The Development Of Novel Genetically Encoded Voltage Indicators Using De Novo Designed Proteins

Martin Joshua Iwanicki, University of Pennsylvania

Abstract

Developing optical probes that can monitor voltage signaling events on the sub-microsecond timescale and can be targeted to specific cells and membranes is crucial to advance our understanding of the communication between neurons. Organic voltage sensitive dyes can report changes in membrane potential on appropriate timescales with high sensitivity; however, they cannot be genetically targeted to specific cell types. This lack of targetability is solved by using genetically encoded voltage indicators (GEVIs). GEVIs are typically constructed from the voltage-sensing domain of natural proteins, but they tend to be dimmer and slower than organic voltage sensitive dyes. Here, we present our progress on the development and characterization of a new family of genetically encoded voltage indicators called THOR (Transmembrane Hemoprotein Optical Reporter), a fusion protein of a de novo designed transmembrane 4-α-helical protein and a fluorescent optical reporter.

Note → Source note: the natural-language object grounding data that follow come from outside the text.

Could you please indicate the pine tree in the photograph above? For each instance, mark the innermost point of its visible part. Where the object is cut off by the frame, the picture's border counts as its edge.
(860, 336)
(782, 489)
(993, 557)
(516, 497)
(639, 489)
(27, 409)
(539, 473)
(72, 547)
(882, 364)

THORs bind heme in the core of the 4-α-helical bundle, and the heme oxidation states change as a function of the transmembrane electric field. The oxidation state of one of the heme cofactors is then reported via FRET by an attached fluorescent protein. The speed of THORs is dependent on electron transfer between the cofactors, and therefore, tunable by their distance. Based on the Moser-Dutton Ruler of electron transfer, we can achieve electron transfer rates on the µs timescale between heme cofactors. Water-soluble prototypes of THOR expressed in E. coli revealed an 18% fluorescent quenching of mOrange2 and a 57% fluorescent quenching of Sirius upon heme reduction. Several different variants of THOR were designed with two different lengths: one that closely matches the thickness of the membrane and one that extends into the cytoplasm. THORs have been expressed in HEK293t cells, rat hippocampal neurons, and mouse primary neurons. The trafficking of THORs into the plasma membrane was improved with the sequential addition of export tag sequences from the potassium ion channel, Kir2.1. THORs expressed in neurons exhibit a fluorescence decrease in response to a potassium ion-induced depolarization. This work presents the development of the first de novo designed GEVI for improved faster sensing of neuronal electrical events.